You want to get accepted into the colleges you’ve applied to. Maybe you really need to earn scholarship money to make college affordable. For admissions, you’ll need to tell a compelling story about yourself that demonstrates why you are the preferred candidate. For scholarships, you’ll want to quantify the contributions you’ll make to the school in order for them to essentially make a bet on you. You simplify the scholarship decision making process by providing a stronger and clearer case than the other great students vying for funding.
The starting point for the college’s decision making process is your transcript. When building a transcript, think about your audience and the job they will do. Your audience is the college admissions office and the counselors working hard to build an academically strong, socially diversified, and experientially well-rounded student body. With a 10-second skimming of your transcript, you have an opportunity to have the admissions counselor check these mental boxes and engage further with your application.
We’ll dive deeper into the strategy behind the content of the transcript in other posts. For now, let’s walk through some basics and how you will help the college build a stronger student body by making clear for them what you bring to the table.
- Include high school courses you’ve taken at any age
You can demonstrate an early academic interest by including math courses at an Algebra I level or higher if you happened to take these in, say, 6th, 7th, or 8th grade.

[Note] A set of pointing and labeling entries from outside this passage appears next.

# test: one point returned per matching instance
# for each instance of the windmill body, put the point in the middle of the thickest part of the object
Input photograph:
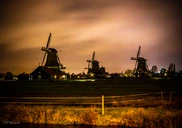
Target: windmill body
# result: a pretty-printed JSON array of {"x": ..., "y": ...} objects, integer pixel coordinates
[
  {"x": 51, "y": 56},
  {"x": 93, "y": 66},
  {"x": 141, "y": 67}
]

- Include college-level work at any age
You can demonstrate deep and sustained interest in an academic discipline by showing how you continued this work past the normal high school end points. For instance, if you do not have access to standard AP courses, you could include Biology as part of a duel-credit program. And with a Biology prerequisite out of the way, you could continue your deep dive with a Genetics and Cell Biology course.
- Include demonstrated ability and skills
Continuing the Biology example, perhaps you’ve engaged in hospital lab work or pathology work for a veterinarian and have become proficient with the laboratory environment and tools, you can include a self-study item on your transcript for credit.
Part of a successful strategy to being accepted at your target schools and earning scholarship money is articulating your strengths more clearly than the students you are competing against. An effective transcript is the starting point to help the college admissions counselor make her decisions because you will have provided a snapshot of your unique academic gifts, talents, abilities, and interests in a format that is easily understood.